第一に、EUの財政危機に端を発した金融危機である。2008年秋のリーマン・ショックを想起し、世界は震撼している。だが今次金融危機の兆しは、金融危機対策自体が生み出したこと、BRICSに波及していることなど、一段と深刻度が深まり、3年前と同じ繰り返しはできなくなっている。
第二に、政治の「機能不全」である。自民党中心の政治が大きく揺らいだ1990年代半ばのように錯覚する。
激動する情勢に旧来の政治システムでは対応できないから、小選挙区制で政権交代可能な「二大政党制」をめざすと言われた。だが今、民主党政権は3人も看板が代わった。

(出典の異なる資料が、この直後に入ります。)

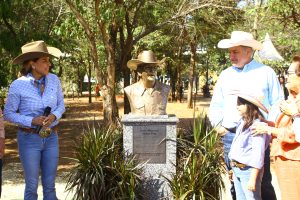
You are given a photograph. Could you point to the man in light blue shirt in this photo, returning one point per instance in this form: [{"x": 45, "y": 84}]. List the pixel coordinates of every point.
[{"x": 244, "y": 74}]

民衆の暮らしも、大震災も、原発事故も、事態は90年代より一段と切迫しているのに、違いの分からない「二大政党」の駆け引きばかりの国会では、何も決まらない。メディアではまた、一院制論や選挙制度改革論議が再燃している。
想定した危険の噴出
第三に、「二大政党」不信は議会不信とも重なり、自治体レベルで噴出し始めた。2月の名古屋市長選と愛知県知事選で、議員定数半減を掲げた「河村旋風」が吹いた。その勢いはやや停滞したかに見えたが、大阪の「橋下旋風」は、国政への影響など新たな展開を見せている。
同じく政治不信の高まった90年代には、これだけあからさまな「独裁」で人気を博す政治潮流はなかった。
第四に、原発事故だ。従来も事故が続発していたが、大震災という契機によって一気に想定された危険のすべてが噴出した。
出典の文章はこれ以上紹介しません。